Rafhael Andrade, gestor de Desenvolvimento Imobiliário da MRV no RN, afirma que a modernização do PDN possibilitou o aquecimento de empreendimentos, com geração de emprego e renda e mais oportunidades de moradia para a população.
Ele também destaca a viabilização de projetos do MCMV. “O Plano movimentou toda a cadeia do segmento e do mercado imobiliário. O principal avanço foi o melhoramento do coeficiente de aproveitamento nas regiões de bairros com infraestrutura mais completa. Agora é possível investir em bairros que aumentaram o potencial de adensamento, proporcionando mais qualidade de vida aos clientes.
Empreendimentos enquadrados no MCMV conseguem oferecer opções localizadas em bairros mais nobres, como será o caso do nosso próximo lançamento em Natal, o Dunas Park, na região do Tirol”, descreve Andrade.
Como ponto de ajuste a ser feito, Wescley Magalhães, da Moura Dubeux, define a agilidade para o licenciamento, dentre outros aspectos. “O próximo passo é o constante aprimoramento da agilidade nos processos de licenciamento e a regulamentação detalhada de zonas especiais, garantindo que a aplicação da lei seja cada vez mais fluida”, diz.
Francisco Ramos, diretor da Constel, cita que um dos grandes projetos da construtura nos últimos anos, o Gemini, em Lagoa Nova, já está em execução dentro das novas prescrições.
“Além disso, temos um segundo empreendimento em Candelária, com lançamento previsto para este semestre.

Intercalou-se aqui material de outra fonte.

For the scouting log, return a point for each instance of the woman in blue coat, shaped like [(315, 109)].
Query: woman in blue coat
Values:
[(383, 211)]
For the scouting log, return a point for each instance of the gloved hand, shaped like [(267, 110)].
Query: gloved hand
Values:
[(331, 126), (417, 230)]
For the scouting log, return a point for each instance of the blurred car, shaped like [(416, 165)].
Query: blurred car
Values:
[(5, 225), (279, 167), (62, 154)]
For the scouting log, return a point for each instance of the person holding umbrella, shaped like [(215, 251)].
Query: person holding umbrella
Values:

Também negociamos outras áreas para projetos que estão em desenvolvimento. O Plano Diretor, de fato, é um marco para a retomada de investimentos na cidade”, falou.
Segundo o presidente do Conselho Regional de Corretores de Imóveis do RN (Creci/RN), Roberto Peres, a expectativa para o setor de venda e locação de imóveis segue alta, uma vez que os efeitos das novas regras demoram um pouco mais a chegar ao segmento.
“Estamos tratando de grandes empreendimentos, que não acontecem do dia para a noite. A verdade é que, especialmente para a locação, a procura é muito alta, mas a oferta ainda está pequena, fator que provoca elevação de preços. O mercado aqueceu, embora haja muitos projetos à espera de aprovação para lançamentos futuros. Sem dúvida, o que a gente observa é um crescimento no setor, de um modo geral”, analisa Peres.
Revisão a cada dois anos
A volta da competitividade do mercado imobiliário como resultado das mudanças nas regras do Plano Diretor de Natal apontam para a necessidade de atualização constante, a fim de manter o setor sempre em alta. Atualmente, a revisão ocorre a cada dez anos, mas interlocutores defendem que esse prazo deveria ser menor.
“É preciso revisitar de forma recorrente o Plano diante da velocidade com que tudo acontece hoje em dia. Então, acredito que o PDN deveria ser revisado a cada dois anos, no máximo”, conclui Sérgio Azevedo, presidente do Sinduscon-RN.
A redução do prazo, para Renato Gomes Netto, do Secovi, seria “salutar” no sentido de acompanhar as mudanças pelas quais passa a sociedade. “Acontece muitas vezes de, em um determinado momento, certas áreas ganharem novas vocações – uma área não edificante passa a ser edificante, por exemplo. Então, essa revisão precisa ser permanente”, diz Netto.
Roberto Peres, do Creci/RN, também defende que o prazo de revisão seja menor. “A necessidade de readequação de áreas é constante, bem como as mudanças no mercado são cada vez mais rápidas. Avalio, portanto, que essa revisão deve ocorrer a cada dois anos”, frisa.